Vatican concerns that science is for everyone, not just atheists
When someone who uses science and rationality as the backbone of his cause is found to be far more out of touch with science and rationalism than his allegedly irrational and superstitious opposition, one simply knows that individual is in trouble.
This is the dilemma that crusading Atheist Richard Dawkins finds himself in recently, as the Catholic Church, of all places, has cast some serious doubt on some of the conclusions Dawkins has reached and the obvious absence of the scientific method therein.
Richard Dawkins has been known to insist that the theory of evolution decisively proves that "God almost certainly does not exist".
At a five-day conference commemorating the 150th anniversary of On the Origin of the Species, Vatican theologians discussed the theory of evolution with biologists, molecular geneticists, paleontologists and philosophers. They noted that while Christians still accept God as the divine creative force behind they universe, the Catholic Church "does not stand in the way of scientific realities".
Pontifical Council for Culture head Monsignor Gianfranco Ravasi noted that there is no a priori incompatibility between the Bible and evolutionary theory.
Of course, Darwinian evolution and the creation account in Genesis may not be entirely compatible... if you take the word of the Bible literally. Such views are more generally described as fundamentalism.
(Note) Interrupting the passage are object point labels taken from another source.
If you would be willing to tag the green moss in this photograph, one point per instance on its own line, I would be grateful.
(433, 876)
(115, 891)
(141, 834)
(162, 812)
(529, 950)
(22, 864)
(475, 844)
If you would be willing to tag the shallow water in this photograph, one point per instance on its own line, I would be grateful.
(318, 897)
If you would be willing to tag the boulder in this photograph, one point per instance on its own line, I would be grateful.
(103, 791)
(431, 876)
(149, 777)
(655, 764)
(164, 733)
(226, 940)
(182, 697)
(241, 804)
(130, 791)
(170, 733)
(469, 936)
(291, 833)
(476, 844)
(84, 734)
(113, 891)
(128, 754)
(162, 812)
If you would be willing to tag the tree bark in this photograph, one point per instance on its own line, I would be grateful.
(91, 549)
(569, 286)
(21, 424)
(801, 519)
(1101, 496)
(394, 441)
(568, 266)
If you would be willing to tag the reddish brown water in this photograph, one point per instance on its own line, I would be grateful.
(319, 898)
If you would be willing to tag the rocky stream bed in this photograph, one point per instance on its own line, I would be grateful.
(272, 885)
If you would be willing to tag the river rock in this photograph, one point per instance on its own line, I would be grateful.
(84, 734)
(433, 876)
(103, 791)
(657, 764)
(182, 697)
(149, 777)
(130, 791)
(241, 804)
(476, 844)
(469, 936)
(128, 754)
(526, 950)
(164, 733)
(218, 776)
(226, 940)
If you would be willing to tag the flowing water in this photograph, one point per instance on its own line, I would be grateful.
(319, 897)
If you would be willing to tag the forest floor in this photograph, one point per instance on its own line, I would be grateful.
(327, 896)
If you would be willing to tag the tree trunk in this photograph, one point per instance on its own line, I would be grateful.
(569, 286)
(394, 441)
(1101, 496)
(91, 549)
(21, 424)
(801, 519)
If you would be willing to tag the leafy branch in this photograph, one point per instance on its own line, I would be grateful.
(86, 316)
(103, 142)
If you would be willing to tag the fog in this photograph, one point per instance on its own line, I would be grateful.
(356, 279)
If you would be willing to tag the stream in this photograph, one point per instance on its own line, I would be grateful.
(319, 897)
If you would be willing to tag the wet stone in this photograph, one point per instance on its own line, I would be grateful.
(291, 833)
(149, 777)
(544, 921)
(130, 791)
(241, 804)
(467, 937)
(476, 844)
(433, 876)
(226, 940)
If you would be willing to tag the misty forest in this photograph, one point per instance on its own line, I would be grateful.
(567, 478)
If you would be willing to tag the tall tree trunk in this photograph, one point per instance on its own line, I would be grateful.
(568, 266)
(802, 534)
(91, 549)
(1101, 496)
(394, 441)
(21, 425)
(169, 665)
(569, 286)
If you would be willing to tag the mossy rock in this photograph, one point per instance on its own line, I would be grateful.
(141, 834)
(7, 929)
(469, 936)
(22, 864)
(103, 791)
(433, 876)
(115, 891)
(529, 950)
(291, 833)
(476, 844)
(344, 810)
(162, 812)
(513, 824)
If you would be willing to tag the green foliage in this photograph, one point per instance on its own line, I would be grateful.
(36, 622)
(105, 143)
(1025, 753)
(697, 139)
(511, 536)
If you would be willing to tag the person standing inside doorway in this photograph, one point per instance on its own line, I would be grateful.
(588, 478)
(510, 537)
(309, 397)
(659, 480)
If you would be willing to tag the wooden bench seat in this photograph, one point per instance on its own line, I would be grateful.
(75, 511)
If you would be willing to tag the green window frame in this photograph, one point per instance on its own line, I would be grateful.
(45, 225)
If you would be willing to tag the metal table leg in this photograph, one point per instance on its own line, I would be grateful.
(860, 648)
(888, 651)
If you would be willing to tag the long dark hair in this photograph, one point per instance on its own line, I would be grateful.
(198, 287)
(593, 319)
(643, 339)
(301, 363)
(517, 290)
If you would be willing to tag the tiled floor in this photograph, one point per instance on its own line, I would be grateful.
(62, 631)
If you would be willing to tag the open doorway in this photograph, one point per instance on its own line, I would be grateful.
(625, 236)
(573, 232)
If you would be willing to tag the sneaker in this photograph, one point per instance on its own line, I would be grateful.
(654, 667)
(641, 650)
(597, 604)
Oddly enough, Cardinal William Levada offered his criticism of "those who have a fundamentalist interpretation of the Bible which they want to see taught to their children in the schools alongside evolution or instead of it."
Yet interestingly enough Richard Dawkins has to insist on a fundamentalist interpretation of the creation story as related in Genesis in order to argue that the theory of evolution decisively disproves the existence of God. If one acquiesces to the more widely-held view that the Bible is written predominantly in allegory and metaphor, Dawkins' claim becomes much harder to justify.
If Dawkins' claim that evolution proves "god almost certainly doesn't exist" relies so heavily on a fundamentalist interpretation of the Bible, it becomes very difficult to regard Dawkins himself as anything other than a fundamentalist.
Dawkins and his ilk have far too long been allowed to canonize science and hold it up to be the scripture which disproves religious scripture.
But if those who are allegedly most predisposed toward the fundamentalism that would validate such an argument instead reject fundamentalism, this is an argument without any kind of a future.
The best way to de-canonize science was for religious authority to accept it. Now that this has been done individuals like Richard Dawkins are going to need to find themselves a new scripture for atheism.